Farinha pronta com milho nixtamalizado e prensa para tortillas



Tortillas com murinho feito à unha, para acomodar o recheio de feijão etc. É chamada Sope.


Com abacate e molho de pimentas


Grupo bom no sentido horário: Rony, do Obá; Vinícius, vencedor do prêmio Senac de jovens talentos e que está indo pra Suíça; Bela, do Amadeus; Lurdes; eu; Ana Luíza, do Dui, que Bel Coelho abrirá no final de abril no espaço do ex-Siriúba; Carla e Alcino, da Estalagem Alcino.



Quesadilla

Emolada - com mole delicioso: pimentas, chocolate e, nesta receita da Lourdes, também amêndoas. O melhor da noite.



Salada de água: água de jamaica, suco de laranja, alface americana, maçã, banana, goiaba, beterraba. Como um ponche não-alcoolico é servido na semana anterior à sexta-feira da Paixão e, sendo Lourdes, representa o coração da virgem sangrado pelo sofrimento do filho.

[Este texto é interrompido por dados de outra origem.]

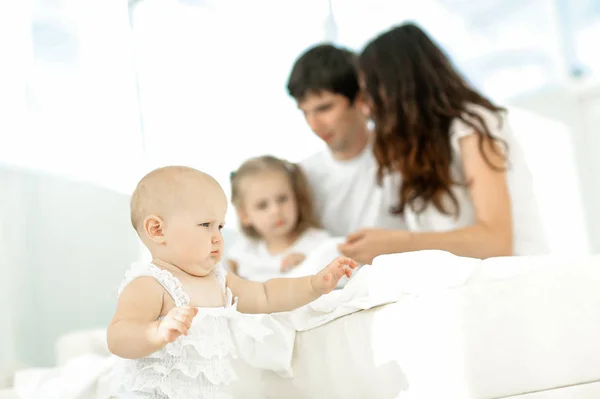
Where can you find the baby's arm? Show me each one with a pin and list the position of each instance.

Para saber mais sobre a nixtamalização do milho www.fao.org/docrep/t0395e/t0395e05.htm

quinta-feira, 19 de março de 2009

Dia de plantar o milho para colher no São João


Não aqui no Sudeste, mas no Nordeste é hoje o dia, o de São José, para plantar o milho que dará a espiga às panelas, justo nas festas de São João, tão juninas. Três meses passarão. E também de plantar feijão. Se acaso chover, tanto melhor - sinal de safra boa e de que não haverá de ter fome no sertão.